Are pointers to memory copied during data transfer to/from function return values/arguments and class requests?


Let's say I have the following function (where mVertexShader is an std::shared_ptr< ID3D11VertexShader > class member, and mRenderData is just POD holding other D3D stuff):

void VertexShader::CreateShader( void )
{
    GVertexShader* raw_VertexShader = mVertexShader.get();

    mRenderData->Device->CreateVertexShader(
        mCompiledShader->GetBufferPointer(),
        mCompiledShader->GetBufferSize(),
        NULL,
        &raw_VertexShader
    );

    delete raw_VertexShader;
    raw_VertexShader = NULL;
} 

since mVertexShader.get() returns the raw pointer, will deleting raw_VertexShader effect the pointer inside mVertexShader.get(), or, while the memory being pointed to is the same, the pointers themselves are completely different?

I'm guessing the latter, hence why reference-to-pointer exists in the first place, but I'd like to be sure that I have the right idea.

Note: I am currently using MSVC++, though it would be nice to hear whether or not there are any significant differences in how MSVC++ and MinGW/GCC implement this.

Note2: I apologize if I wasn't being clear - I'm not referring to semantics of D3D here at all, but more so the semantics of the language of C++ itself in regards to memory management, data transfer, and dynamic memory allocation. In that sense, what I'm trying to understand exactly what happens when a raw pointer is returned from a function.

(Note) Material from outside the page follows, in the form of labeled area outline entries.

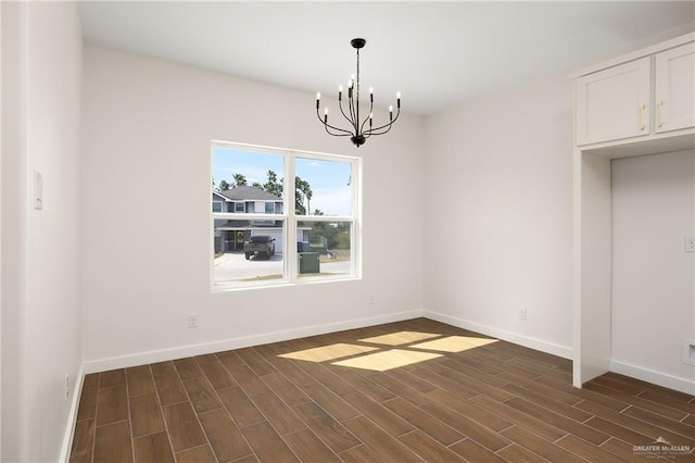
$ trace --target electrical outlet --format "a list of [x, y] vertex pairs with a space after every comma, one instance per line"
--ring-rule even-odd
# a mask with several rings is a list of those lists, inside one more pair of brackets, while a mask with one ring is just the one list
[[526, 322], [526, 308], [519, 309], [519, 320]]

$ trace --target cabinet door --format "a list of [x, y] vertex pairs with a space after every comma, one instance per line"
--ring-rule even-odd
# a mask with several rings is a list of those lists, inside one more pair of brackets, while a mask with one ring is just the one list
[[695, 43], [656, 55], [656, 132], [695, 126]]
[[577, 79], [577, 145], [649, 134], [650, 58]]

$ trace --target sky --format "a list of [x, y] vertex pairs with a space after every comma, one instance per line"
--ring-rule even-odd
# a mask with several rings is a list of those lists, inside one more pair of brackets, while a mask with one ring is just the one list
[[[212, 175], [215, 186], [219, 186], [223, 179], [232, 184], [233, 174], [244, 175], [248, 185], [255, 182], [265, 184], [268, 171], [274, 171], [279, 180], [285, 177], [283, 159], [282, 154], [213, 147]], [[296, 158], [295, 174], [308, 182], [313, 191], [309, 204], [312, 212], [318, 209], [325, 215], [351, 214], [351, 167], [349, 162]]]

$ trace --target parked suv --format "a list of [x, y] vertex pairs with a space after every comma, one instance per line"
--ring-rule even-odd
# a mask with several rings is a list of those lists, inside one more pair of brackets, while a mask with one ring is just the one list
[[270, 259], [275, 255], [275, 238], [268, 235], [252, 236], [249, 241], [243, 245], [243, 252], [247, 261], [255, 255], [255, 259]]

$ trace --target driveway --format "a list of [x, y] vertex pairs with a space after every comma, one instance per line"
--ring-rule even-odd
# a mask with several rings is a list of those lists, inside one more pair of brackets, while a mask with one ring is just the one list
[[[269, 278], [273, 275], [282, 275], [282, 254], [275, 254], [269, 260], [247, 261], [243, 253], [226, 253], [215, 259], [215, 280], [235, 281], [257, 277]], [[321, 263], [323, 274], [349, 274], [350, 262]]]

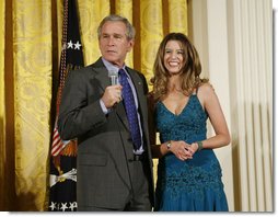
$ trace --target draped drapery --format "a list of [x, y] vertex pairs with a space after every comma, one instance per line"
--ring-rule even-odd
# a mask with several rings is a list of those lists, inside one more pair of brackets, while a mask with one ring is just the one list
[[[137, 30], [127, 65], [152, 77], [164, 34], [187, 34], [186, 0], [77, 1], [84, 64], [100, 57], [96, 28], [109, 13]], [[62, 0], [0, 1], [0, 210], [46, 210]], [[177, 22], [178, 21], [178, 22]]]

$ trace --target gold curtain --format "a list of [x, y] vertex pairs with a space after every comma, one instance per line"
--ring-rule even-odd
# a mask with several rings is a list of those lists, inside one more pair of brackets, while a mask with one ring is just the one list
[[[85, 65], [100, 57], [100, 21], [117, 13], [137, 31], [127, 65], [148, 80], [163, 36], [187, 33], [186, 0], [82, 0], [78, 9]], [[0, 1], [0, 210], [47, 209], [61, 24], [62, 0]]]

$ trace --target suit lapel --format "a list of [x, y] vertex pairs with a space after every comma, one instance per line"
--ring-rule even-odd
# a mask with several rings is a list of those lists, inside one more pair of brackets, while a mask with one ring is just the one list
[[[107, 85], [111, 85], [111, 80], [109, 80], [109, 77], [108, 77], [108, 70], [104, 66], [101, 58], [92, 66], [92, 69], [95, 73], [95, 79], [97, 81], [100, 81], [100, 83], [99, 83], [100, 87], [103, 89], [103, 91], [105, 91]], [[128, 119], [127, 119], [127, 115], [126, 115], [126, 111], [125, 111], [123, 101], [120, 103], [116, 104], [114, 106], [114, 110], [115, 110], [118, 118], [121, 121], [121, 123], [128, 129], [129, 128]]]

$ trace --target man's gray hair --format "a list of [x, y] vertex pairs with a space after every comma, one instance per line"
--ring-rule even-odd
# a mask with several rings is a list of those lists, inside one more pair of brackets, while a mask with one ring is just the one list
[[111, 14], [111, 15], [107, 15], [105, 16], [102, 22], [100, 23], [99, 27], [97, 27], [97, 36], [99, 36], [99, 39], [101, 38], [101, 34], [102, 34], [102, 27], [103, 25], [107, 22], [107, 21], [112, 21], [112, 22], [123, 22], [126, 27], [127, 27], [127, 32], [126, 32], [126, 36], [127, 36], [127, 39], [130, 41], [130, 39], [134, 39], [135, 38], [135, 34], [136, 34], [136, 31], [135, 31], [135, 27], [131, 25], [131, 23], [124, 16], [120, 16], [120, 15], [116, 15], [116, 14]]

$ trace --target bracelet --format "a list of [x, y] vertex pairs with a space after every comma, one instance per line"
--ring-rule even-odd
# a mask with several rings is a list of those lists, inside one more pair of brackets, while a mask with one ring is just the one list
[[202, 142], [201, 141], [197, 141], [198, 144], [198, 151], [200, 151], [202, 149]]
[[172, 146], [171, 141], [167, 141], [166, 144], [167, 150], [171, 148], [171, 146]]

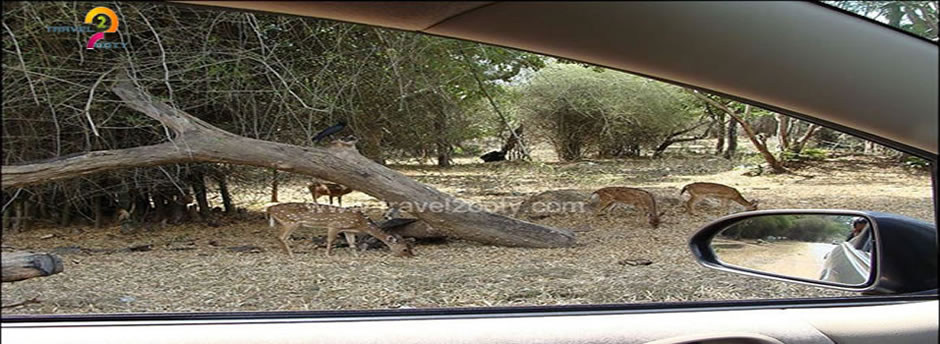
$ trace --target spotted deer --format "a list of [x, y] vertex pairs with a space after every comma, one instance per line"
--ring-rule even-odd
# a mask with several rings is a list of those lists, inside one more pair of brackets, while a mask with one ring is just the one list
[[343, 195], [353, 191], [345, 185], [323, 182], [307, 184], [307, 189], [310, 190], [310, 194], [313, 195], [313, 203], [317, 203], [317, 199], [320, 197], [330, 196], [330, 205], [333, 204], [333, 197], [336, 197], [340, 207], [343, 206]]
[[666, 213], [657, 210], [656, 198], [645, 190], [612, 186], [598, 189], [591, 194], [591, 204], [596, 204], [594, 206], [595, 215], [600, 215], [616, 203], [632, 205], [640, 214], [645, 213], [653, 228], [659, 227], [660, 217]]
[[339, 233], [346, 235], [346, 241], [355, 249], [355, 234], [368, 234], [379, 239], [398, 257], [413, 256], [414, 253], [408, 243], [397, 234], [390, 234], [369, 220], [361, 211], [355, 208], [334, 207], [325, 204], [313, 203], [280, 203], [269, 206], [267, 209], [271, 227], [280, 224], [278, 240], [281, 247], [291, 258], [294, 253], [287, 243], [291, 232], [297, 228], [313, 227], [326, 228], [326, 255], [333, 254], [333, 241]]
[[690, 215], [695, 215], [693, 209], [698, 202], [701, 202], [704, 198], [717, 198], [721, 200], [722, 208], [728, 208], [728, 202], [738, 203], [747, 210], [757, 210], [758, 200], [748, 201], [741, 196], [741, 193], [737, 189], [716, 183], [692, 183], [682, 187], [682, 191], [679, 191], [679, 195], [683, 193], [689, 193], [689, 200], [685, 203], [686, 211]]

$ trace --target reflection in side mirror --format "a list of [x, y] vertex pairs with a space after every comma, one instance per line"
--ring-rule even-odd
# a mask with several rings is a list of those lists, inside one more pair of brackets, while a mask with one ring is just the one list
[[875, 235], [862, 216], [766, 214], [742, 218], [712, 238], [731, 268], [861, 287], [873, 280]]

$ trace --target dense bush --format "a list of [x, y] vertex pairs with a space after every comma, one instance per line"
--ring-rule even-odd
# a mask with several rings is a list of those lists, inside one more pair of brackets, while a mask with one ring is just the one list
[[564, 161], [639, 155], [701, 113], [681, 88], [577, 64], [552, 64], [517, 87], [527, 126]]

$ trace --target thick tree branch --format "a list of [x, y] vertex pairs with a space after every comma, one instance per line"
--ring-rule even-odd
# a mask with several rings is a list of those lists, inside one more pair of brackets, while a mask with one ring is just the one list
[[475, 209], [471, 204], [421, 184], [359, 154], [354, 146], [300, 147], [237, 136], [142, 92], [129, 82], [114, 92], [126, 104], [160, 121], [172, 131], [171, 142], [129, 149], [98, 151], [44, 162], [3, 166], [3, 187], [114, 169], [180, 162], [223, 162], [276, 168], [349, 185], [396, 204], [430, 226], [454, 237], [487, 244], [526, 247], [568, 247], [574, 233]]

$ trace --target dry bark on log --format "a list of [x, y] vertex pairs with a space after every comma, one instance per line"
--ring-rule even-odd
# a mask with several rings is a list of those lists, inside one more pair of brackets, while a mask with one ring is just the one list
[[62, 259], [48, 253], [3, 252], [3, 282], [15, 282], [62, 272]]
[[3, 188], [21, 187], [115, 169], [182, 162], [219, 162], [310, 175], [353, 186], [373, 197], [409, 203], [413, 213], [453, 237], [486, 244], [570, 247], [574, 233], [500, 216], [474, 208], [359, 154], [354, 145], [300, 147], [241, 137], [153, 99], [130, 82], [112, 87], [126, 104], [160, 121], [171, 142], [3, 166]]

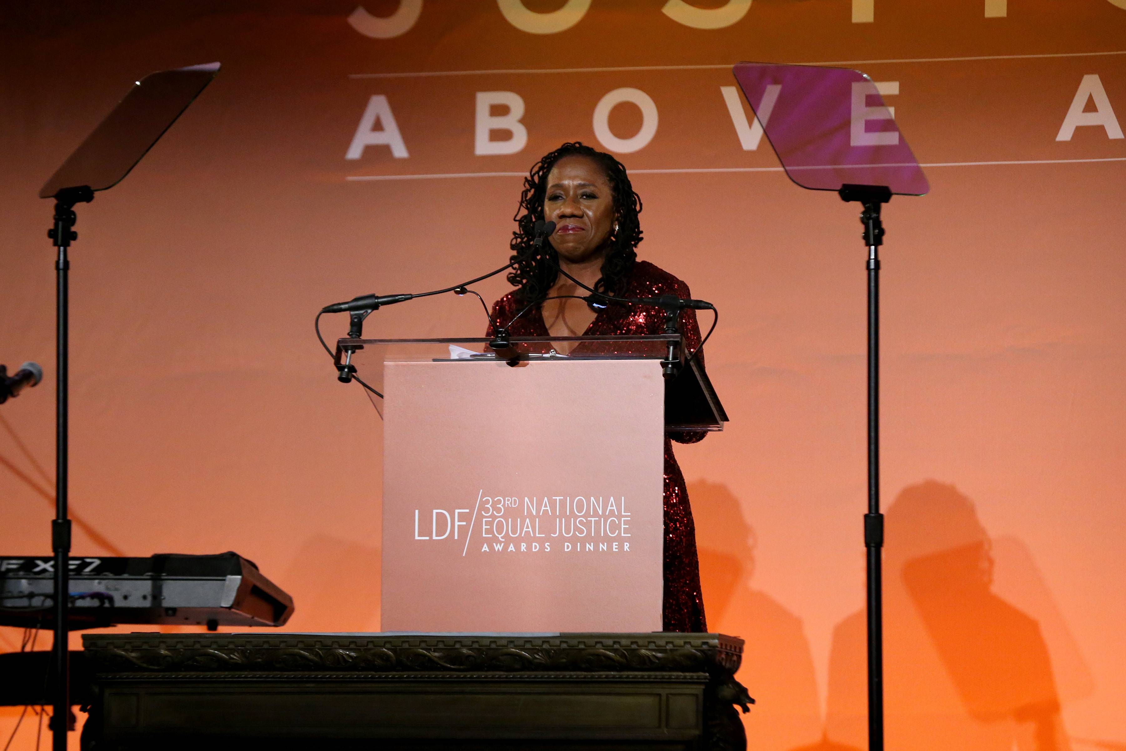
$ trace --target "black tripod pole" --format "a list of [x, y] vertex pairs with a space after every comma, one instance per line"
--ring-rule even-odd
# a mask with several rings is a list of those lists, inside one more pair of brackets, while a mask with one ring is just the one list
[[868, 554], [868, 750], [884, 750], [884, 515], [879, 512], [879, 247], [883, 204], [892, 191], [883, 186], [844, 185], [840, 197], [864, 206], [864, 244], [868, 247], [868, 512], [864, 515], [864, 545]]
[[54, 710], [51, 717], [52, 748], [54, 751], [66, 751], [66, 733], [70, 732], [70, 651], [68, 610], [70, 605], [70, 546], [71, 522], [66, 512], [66, 488], [69, 464], [70, 424], [68, 412], [68, 392], [70, 375], [70, 259], [66, 249], [78, 233], [72, 231], [74, 221], [74, 204], [93, 200], [93, 191], [83, 186], [66, 188], [55, 195], [54, 226], [47, 236], [59, 249], [55, 260], [55, 277], [57, 280], [57, 315], [55, 327], [56, 346], [56, 391], [55, 391], [55, 518], [51, 522], [51, 547], [54, 552], [55, 575], [55, 643], [54, 643]]

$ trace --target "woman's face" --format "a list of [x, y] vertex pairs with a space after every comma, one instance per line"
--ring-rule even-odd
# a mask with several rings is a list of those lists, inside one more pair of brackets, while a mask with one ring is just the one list
[[547, 173], [544, 218], [555, 222], [552, 247], [580, 263], [600, 258], [614, 229], [614, 191], [602, 169], [587, 157], [564, 157]]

I.e., assuming mVertexShader is storing a simple raw pointer to an arbitrary VertexShader, when I call its get() method, does it return a copied pointer which points to the same memory address being referenced as the one which sits inside the shared_ptr container, or is it an entirely new pointer altogether that has been copied and returned, with memory being to pointed to at a different address?


Solution

  • This is actually entirely about the semantics of std::shared_ptr. The language is perfectly happy to support methods of returning a pointer to an object, making a copy of an object and returning a pointer to that, or bumping the reference count on an object and returning a pointer to it. You can do all of those things if you want to.

    The get method on a shared pointer just returns the raw pointer to the object. No copy is made. You should never delete this pointer for two reasons:

    1. Another object might have a shared pointer to the same object and you'd be deleting the object out from under it. (That's the point of shared pointers.)

    2. When the last shared pointer goes away, the object will be deleted. Deleting an object twice is UB and can cause your code to crash. (That's also the point of shared pointers.)

    Let the shared pointers do their job.

    Note that if you call get on a shared pointer, you should make sure you keep that shared pointer around for as long as you might use the raw pointer that you got. Otherwise, the object may cease to exist. The logic of shared pointers is that as long as you keep at least one shared pointer around that references an object, it will not be deleted and when the last such shared pointer goes away, the object deletes automatically.